Monday, Aug. 09, 1943

Hotel Balkania

Panic swept through the satellite kingdoms of the Balkans like fire through an old-fashioned country hotel. Dimly in the smoke and confusion the watchers saw frantic Fascists rushing from window to window, seeking escape. In the Bulgarian wing the flames licked highest. In the Hungarian part there seemed still time; people were debating what to take with them, seizing the customary irrelevant knickknacks. The Rumanian section looked hopeless. Outside stood armed Germans, determined that none should save himself at the Fuehrer's expense. Crouched silently among the Germans were tin Greeks, the Albanians, the anti-Axis Yugoslavs, fingering concealed weapons.
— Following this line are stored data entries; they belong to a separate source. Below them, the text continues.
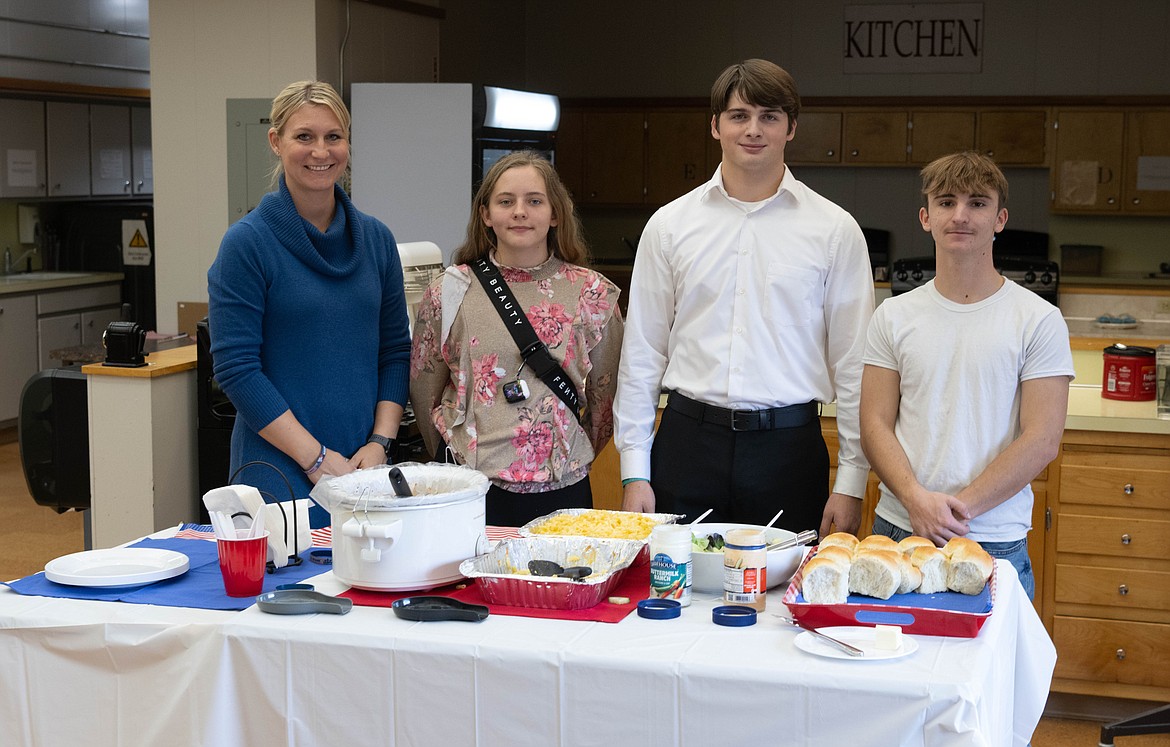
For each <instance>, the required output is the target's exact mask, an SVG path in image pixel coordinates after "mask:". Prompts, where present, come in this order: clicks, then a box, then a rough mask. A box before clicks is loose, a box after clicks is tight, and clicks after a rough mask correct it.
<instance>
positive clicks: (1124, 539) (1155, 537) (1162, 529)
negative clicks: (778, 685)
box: [1057, 495, 1170, 560]
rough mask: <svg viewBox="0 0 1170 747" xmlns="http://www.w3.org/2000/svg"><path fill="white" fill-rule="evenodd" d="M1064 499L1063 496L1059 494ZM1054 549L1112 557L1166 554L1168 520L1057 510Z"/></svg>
mask: <svg viewBox="0 0 1170 747" xmlns="http://www.w3.org/2000/svg"><path fill="white" fill-rule="evenodd" d="M1061 499H1064V495H1061ZM1057 521H1058V525H1057V526H1058V529H1057V551H1058V553H1081V554H1089V555H1113V556H1114V557H1149V558H1155V560H1164V558H1166V557H1170V521H1152V520H1149V519H1122V518H1116V516H1089V515H1085V514H1071V513H1067V512H1064V510H1062V512H1060V515H1059V516H1058V518H1057Z"/></svg>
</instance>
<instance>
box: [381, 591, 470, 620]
mask: <svg viewBox="0 0 1170 747" xmlns="http://www.w3.org/2000/svg"><path fill="white" fill-rule="evenodd" d="M391 609H392V610H394V615H397V616H398V617H400V618H401V619H411V621H418V622H425V623H428V622H432V621H438V619H455V621H463V622H466V623H479V622H480V621H483V619H486V618H487V617H488V608H486V606H483V605H482V604H468V603H467V602H460V601H459V599H449V598H447V597H435V596H421V597H406V598H404V599H398V601H397V602H394V603H393V604H391Z"/></svg>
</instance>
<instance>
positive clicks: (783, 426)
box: [666, 391, 819, 431]
mask: <svg viewBox="0 0 1170 747" xmlns="http://www.w3.org/2000/svg"><path fill="white" fill-rule="evenodd" d="M666 406H667V407H669V409H670V410H674V411H675V412H679V413H682V414H684V416H687V417H688V418H694V419H696V420H698V423H700V424H702V423H711V424H714V425H722V426H723V427H729V429H731V430H732V431H772V430H776V429H796V427H800V426H801V425H807V424H808V423H811V422H812V420H813V419H814V418H815V417H817V416H818V414H819V412H818V410H819V409H818V406H817V403H815V402H806V403H803V404H799V405H789V406H786V407H769V409H768V410H728V409H727V407H716V406H715V405H708V404H706V403H702V402H698V400H695V399H691V398H690V397H686V396H683V395H680V393H679V392H676V391H673V392H670V397H669V398H668V399H667V403H666Z"/></svg>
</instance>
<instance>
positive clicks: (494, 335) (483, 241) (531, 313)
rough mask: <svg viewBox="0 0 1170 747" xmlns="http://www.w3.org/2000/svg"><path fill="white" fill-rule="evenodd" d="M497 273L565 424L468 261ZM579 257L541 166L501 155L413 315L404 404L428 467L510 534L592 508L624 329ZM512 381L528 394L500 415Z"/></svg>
mask: <svg viewBox="0 0 1170 747" xmlns="http://www.w3.org/2000/svg"><path fill="white" fill-rule="evenodd" d="M483 258H488V259H489V260H490V261H491V262H493V263H495V265H496V266H497V268H498V269H500V273H501V274H502V275H503V279H504V280H505V281H507V282H508V286H509V288H511V292H512V294H514V295H515V296H516V300H517V301H518V302H519V306H521V308H523V309H524V310H525V313H526V316H528V320H529V321H530V322H531V324H532V328H534V329H535V330H536V334H537V336H539V338H541V341H542V342H544V344H545V345H548V348H549V351H550V352H551V354H552V356H553V358H556V361H557V362H558V363H559V364H560V366H562V369H564V371H565V374H566V375H567V376H569V378H570V379H571V381H572V383H573V385H574V386H576V388H577V393H578V397H579V398H580V402H583V403H584V405H585V406H584V412H583V414H581V418H580V420H579V422H578V418H577V414H576V413H573V412H572V411H571V410H570V409H567V407H566V406H565V404H564V402H563V400H562V399H560V398H559V397H557V395H556V393H553V392H552V390H550V389H549V388H548V386H546V385H545V384H544V382H542V381H541V379H539V378H537V376H536V375H535V374H534V372H532V371H531V369H530V368H528V366H524V368H521V355H519V350H518V349H517V347H516V342H515V341H514V340H512V337H511V335H510V334H509V331H508V329H507V328H505V327H504V323H503V321H502V320H501V318H500V314H498V313H497V311H496V308H495V306H493V302H491V299H489V297H488V294H487V293H486V292H484V289H483V287H482V286H481V285H480V282H479V281H477V280H476V279H475V276H474V273H473V272H472V268H470V267H469V263H470V262H474V261H476V260H480V259H483ZM586 260H587V256H586V247H585V241H584V239H583V237H581V232H580V225H579V222H578V220H577V215H576V213H574V211H573V204H572V200H571V199H570V197H569V192H567V191H566V190H565V186H564V184H562V181H560V178H559V177H558V176H557V172H556V171H555V170H553V167H552V164H550V163H549V162H548V160H546V159H544V158H543V157H542V156H541V155H539V153H536V152H532V151H524V152H516V153H510V155H508V156H505V157H503V158H501V159H500V160H497V162H496V163H495V165H493V166H491V169H490V170H489V171H488V173H487V176H486V177H484V178H483V183H482V184H481V185H480V189H479V191H477V192H476V194H475V200H474V201H473V204H472V218H470V221H469V222H468V226H467V240H466V242H464V244H463V246H461V247H460V248H459V249H457V251H456V252H455V255H454V258H453V262H452V266H450V267H448V268H447V270H446V272H445V273H443V276H442V277H440V279H439V280H436V281H435V282H434V283H432V285H431V287H429V288H428V289H427V292H426V294H425V295H424V297H422V303H421V304H420V307H419V311H418V320H417V321H415V327H414V345H413V350H412V354H411V403H412V405H413V406H414V412H415V413H418V418H419V426H420V429H421V431H422V438H424V440H425V441H426V444H427V447H428V448H429V450H431V451H432V452H433V453H435V455H436V459H439V460H447V461H450V460H454V461H457V462H460V464H466V465H469V466H472V467H475V468H476V470H479V471H481V472H483V473H484V474H486V475H487V477H488V479H489V480H490V481H491V487H490V489H489V491H488V499H487V512H488V513H487V522H488V523H489V525H496V526H514V527H515V526H522V525H524V523H526V522H529V521H531V520H532V519H535V518H537V516H542V515H544V514H548V513H550V512H552V510H557V509H559V508H583V507H590V506H591V505H592V493H591V492H590V484H589V468H590V465H591V464H592V462H593V457H594V455H596V454H597V453H598V452H599V451H601V447H603V446H604V445H605V443H606V441H607V440H608V439H610V437H611V436H612V433H613V392H614V390H615V388H617V381H615V379H617V371H618V356H619V354H620V350H621V335H622V321H621V313H620V311H619V310H618V293H619V292H618V288H617V286H614V285H613V283H612V282H610V281H608V280H606V279H605V277H604V276H603V275H600V274H599V273H596V272H593V270H592V269H589V268H586V267H583V266H580V265H578V262H585V261H586ZM516 378H521V379H523V381H524V382H525V383H526V384H528V391H529V396H528V397H526V398H525V399H523V400H522V402H517V403H509V402H508V400H507V399H505V398H504V395H503V392H502V391H501V388H502V386H503V384H505V383H508V382H511V381H514V379H516Z"/></svg>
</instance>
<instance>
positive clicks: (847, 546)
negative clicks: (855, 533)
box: [819, 532, 858, 554]
mask: <svg viewBox="0 0 1170 747" xmlns="http://www.w3.org/2000/svg"><path fill="white" fill-rule="evenodd" d="M833 546H839V547H844V548H845V549H847V550H848V551H849V553H851V554H852V553H853V550H854V549H856V547H858V537H855V536H853V535H852V534H849V533H848V532H834V533H833V534H831V535H828V536H827V537H825V539H823V540H821V541H820V542H819V547H821V548H826V547H833Z"/></svg>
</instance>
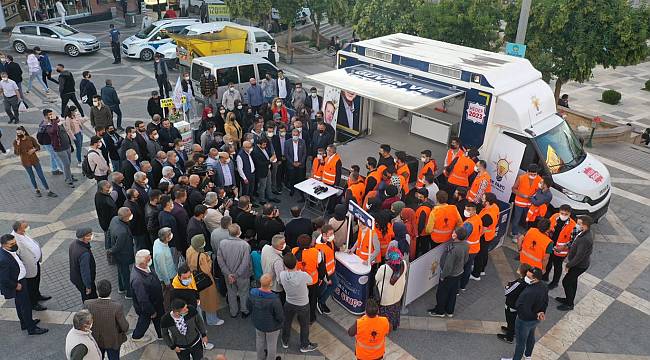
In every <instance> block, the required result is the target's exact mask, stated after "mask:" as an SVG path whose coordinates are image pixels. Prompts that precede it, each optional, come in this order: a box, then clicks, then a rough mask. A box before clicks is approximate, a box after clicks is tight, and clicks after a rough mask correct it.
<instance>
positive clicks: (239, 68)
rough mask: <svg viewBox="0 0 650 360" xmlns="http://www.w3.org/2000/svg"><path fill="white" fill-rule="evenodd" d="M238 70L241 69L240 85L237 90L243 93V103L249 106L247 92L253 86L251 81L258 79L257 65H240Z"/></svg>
mask: <svg viewBox="0 0 650 360" xmlns="http://www.w3.org/2000/svg"><path fill="white" fill-rule="evenodd" d="M238 69H239V85H238V86H237V89H239V92H241V95H242V102H243V103H244V104H248V94H247V93H246V91H247V90H248V88H249V87H250V86H251V85H250V82H249V81H250V79H251V78H256V77H255V65H253V64H246V65H239V66H238Z"/></svg>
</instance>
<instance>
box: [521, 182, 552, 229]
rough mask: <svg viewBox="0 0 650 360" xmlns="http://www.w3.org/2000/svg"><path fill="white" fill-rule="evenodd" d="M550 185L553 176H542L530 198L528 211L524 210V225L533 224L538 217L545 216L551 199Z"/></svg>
mask: <svg viewBox="0 0 650 360" xmlns="http://www.w3.org/2000/svg"><path fill="white" fill-rule="evenodd" d="M551 186H553V178H551V177H550V176H544V177H542V181H540V182H539V185H538V189H537V190H536V191H535V194H534V195H533V196H532V197H531V198H530V207H529V208H528V212H526V225H527V226H528V227H532V226H534V225H535V222H536V221H537V219H538V218H540V217H546V212H547V211H548V206H549V204H550V203H551V200H553V193H551Z"/></svg>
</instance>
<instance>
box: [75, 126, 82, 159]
mask: <svg viewBox="0 0 650 360" xmlns="http://www.w3.org/2000/svg"><path fill="white" fill-rule="evenodd" d="M83 142H84V134H83V132H82V131H79V132H78V133H76V134H74V147H75V154H76V155H77V162H78V163H79V164H81V147H82V146H83Z"/></svg>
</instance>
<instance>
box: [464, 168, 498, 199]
mask: <svg viewBox="0 0 650 360" xmlns="http://www.w3.org/2000/svg"><path fill="white" fill-rule="evenodd" d="M483 180H487V184H488V185H487V187H486V188H485V189H484V190H483V193H484V194H485V193H487V192H492V181H491V178H490V174H488V172H487V171H484V172H483V173H482V174H478V175H477V176H476V177H475V178H474V182H472V187H471V188H470V189H469V192H467V201H469V202H473V203H476V202H479V201H481V199H478V198H477V196H478V191H479V187H480V186H481V182H483Z"/></svg>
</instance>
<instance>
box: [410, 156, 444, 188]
mask: <svg viewBox="0 0 650 360" xmlns="http://www.w3.org/2000/svg"><path fill="white" fill-rule="evenodd" d="M437 170H438V164H437V163H436V161H435V160H433V159H431V160H430V161H429V162H427V163H426V164H424V165H422V169H420V172H418V181H417V182H416V183H415V186H416V187H419V188H420V187H424V178H425V176H426V175H427V173H428V172H429V171H431V173H432V174H434V175H435V174H436V171H437Z"/></svg>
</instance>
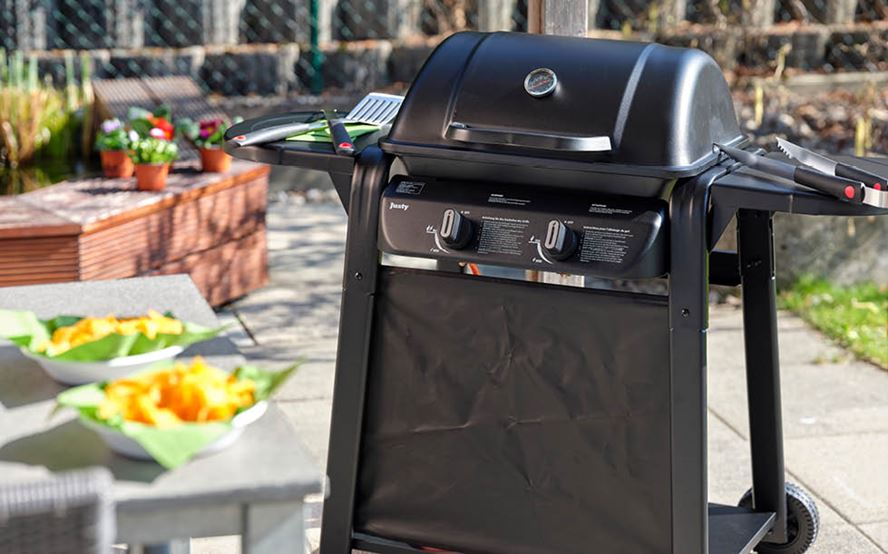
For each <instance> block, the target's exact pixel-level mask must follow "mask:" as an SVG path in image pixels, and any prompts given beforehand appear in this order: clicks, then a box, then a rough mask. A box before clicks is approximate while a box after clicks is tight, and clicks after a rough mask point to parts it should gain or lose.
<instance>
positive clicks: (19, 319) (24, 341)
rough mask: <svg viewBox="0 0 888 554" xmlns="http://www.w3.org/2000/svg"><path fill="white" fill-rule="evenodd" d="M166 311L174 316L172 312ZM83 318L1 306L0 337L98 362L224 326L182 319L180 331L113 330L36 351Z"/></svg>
mask: <svg viewBox="0 0 888 554" xmlns="http://www.w3.org/2000/svg"><path fill="white" fill-rule="evenodd" d="M165 315H166V316H167V317H173V318H175V316H174V315H173V314H171V313H167V314H165ZM81 319H83V316H71V315H62V316H57V317H55V318H53V319H50V320H47V321H42V320H40V319H38V318H37V316H36V315H34V313H32V312H27V311H16V310H0V337H3V338H6V339H9V340H10V341H12V342H13V343H15V344H17V345H19V346H21V347H23V348H26V349H28V350H29V351H31V352H32V353H34V354H37V355H40V356H45V357H47V358H52V359H55V360H67V361H81V362H97V361H103V360H110V359H112V358H120V357H123V356H134V355H137V354H145V353H147V352H155V351H157V350H163V349H164V348H169V347H170V346H181V347H183V348H184V347H187V346H189V345H192V344H195V343H198V342H203V341H205V340H210V339H212V338H215V337H216V336H218V335H219V333H221V332H222V331H224V330H225V327H224V326H221V327H214V328H210V327H204V326H202V325H198V324H196V323H190V322H187V321H184V322H182V325H183V327H184V329H183V331H182V334H180V335H172V334H164V333H158V334H157V335H156V336H155V337H154V338H153V339H150V338H148V337H147V336H146V335H143V334H141V333H138V334H135V335H119V334H117V333H114V334H111V335H107V336H105V337H102V338H100V339H98V340H95V341H92V342H87V343H85V344H81V345H79V346H75V347H74V348H71V349H69V350H66V351H64V352H60V353H56V352H54V351H53V350H52V346H51V345H50V346H49V347H48V349H47V351H46V352H38V351H37V348H38V347H39V346H40V345H42V344H44V343H46V342H47V341H48V340H49V339H50V338H51V337H52V334H53V332H55V330H56V329H58V328H59V327H68V326H71V325H74V324H76V323H77V322H78V321H80V320H81Z"/></svg>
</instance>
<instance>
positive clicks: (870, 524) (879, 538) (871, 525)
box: [860, 521, 888, 552]
mask: <svg viewBox="0 0 888 554" xmlns="http://www.w3.org/2000/svg"><path fill="white" fill-rule="evenodd" d="M860 529H861V530H862V531H863V532H864V533H865V534H866V535H867V536H868V537H869V538H870V540H872V541H873V542H874V543H876V544H877V545H879V548H881V549H882V550H884V551H885V552H888V521H880V522H878V523H866V524H864V525H861V526H860Z"/></svg>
Beyond the ring stood alert, main-chance Turks, wondering when the day for taking sides (TIME, July 12) would come.

Amid a welter of rumors and reports these seemed significant:

> Bulgaria's King Boris stormed at his docile Premier Bogdan Filoff that the Premier's policy had "led the country and dynasty toward catastrophe." Archeologist Filoff seemed an improbable candidate for the blame.

> The Italian Duke of Aosta, propped up by Mussolini as King Tomislav of Fascist Croatia, handed his resignation to Axis-controlled Ante Pavelich. The Duke had never visited his kingdom.

> Hungarian peace feelers turned up in many neutral capitals, generally coupled with inquiries as to how much of the territory snitched from Rumania, Yugoslavia and Czecho-Slovakia she might look forward to retaining. One feeler was reported to have offered the Yugoslav Government in Exile the return of all former Yugoslav territory. It was ignored.

> Emerging from a long silence, the disbanded political parties of Rumania addressed King Mihai: Rumania is on the threshold of collapse, they said; Dictator Ion Antonescu is responsible. His policy lost us independence and the sacred soil of Transylvania.

Throughout the Balkans were reports of tracks torn up, bridges destroyed, street rioting and Partisan vengeance. The peasants, sensing a bad winter, hid their crops from the prying eyes of Axis collectors.